February 8th, 2002, 3:23 pm

I echo matthewcroberts points. I know of no reason to ever test for normality. What you want to test for is specific types of deviations that will invalidate your methods. In some cases skewness is most important, in other cases kurtosis and in the multivariate case it is often true that non-normality in the marginals is less important than multivariate deviations.

The first question I always ask is are you testing for normality because you hope to find it or you hope not to find it? The first case is generally that you have a technique that is optimal for normal data, and you want to make sure its safe to use. The second case is that you want to learn something from your data, and deviations from normality tell you something. Typically it is applied to residuals from prior modeling, and you want to know if you have extracted all information and reduced your data to white noise (the effect of a large number of independent factors, none of which is individually important). Although this is logically suspect, there can be important information in normal variates, and there is certainly lots of worthless non-normal data, it works surprisingly often.

In the first case, the common statistical tools come with normality tests tailored to their needs. If your tool does not have one, and it's too complicated for analysis, a bootstrap is a good general approach. Resampled normal data are also normal, so if you put them through your tool the distribution of answers should have the theoretical standard deviation computed for normal data. If it is significantly different, your data are not normal enough to use. This is simple, requires no math, and works for any distribution or tool.
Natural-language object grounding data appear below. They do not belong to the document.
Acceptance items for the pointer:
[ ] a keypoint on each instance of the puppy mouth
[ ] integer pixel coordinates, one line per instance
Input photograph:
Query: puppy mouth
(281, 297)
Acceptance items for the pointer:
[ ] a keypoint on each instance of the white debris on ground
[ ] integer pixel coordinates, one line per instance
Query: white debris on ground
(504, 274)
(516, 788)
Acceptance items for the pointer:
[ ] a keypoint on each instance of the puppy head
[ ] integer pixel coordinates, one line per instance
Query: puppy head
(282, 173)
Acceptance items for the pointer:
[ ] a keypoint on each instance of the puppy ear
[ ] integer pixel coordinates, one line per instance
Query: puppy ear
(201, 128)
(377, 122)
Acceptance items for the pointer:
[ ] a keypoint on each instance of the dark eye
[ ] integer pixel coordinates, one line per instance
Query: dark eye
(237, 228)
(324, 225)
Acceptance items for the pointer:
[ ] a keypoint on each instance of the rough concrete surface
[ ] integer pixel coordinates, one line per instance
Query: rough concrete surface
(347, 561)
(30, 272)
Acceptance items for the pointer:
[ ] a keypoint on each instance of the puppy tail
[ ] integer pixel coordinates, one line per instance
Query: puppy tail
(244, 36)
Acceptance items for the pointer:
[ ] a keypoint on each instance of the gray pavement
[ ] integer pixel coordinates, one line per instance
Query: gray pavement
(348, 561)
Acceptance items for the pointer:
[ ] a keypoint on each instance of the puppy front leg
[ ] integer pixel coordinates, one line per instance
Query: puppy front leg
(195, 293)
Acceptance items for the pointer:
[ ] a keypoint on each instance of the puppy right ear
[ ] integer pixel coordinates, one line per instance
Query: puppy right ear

In the second case, you are looking for exploitable deviations. In finance, for example, it's often interesting to compute the dollar value of knowing the exact deviations from normality in your data. For stock returns, for example, assume you create a zero-premium portfolio by buying and selling call options at different exercise prices, using the BS price from the standard deviation, but collecting payoffs based on a random draw from your data. If the best portfolio has an expected return more than a few percent of the standard deviation of your position, there are economically important non-normalities in your data. Otherwise, no.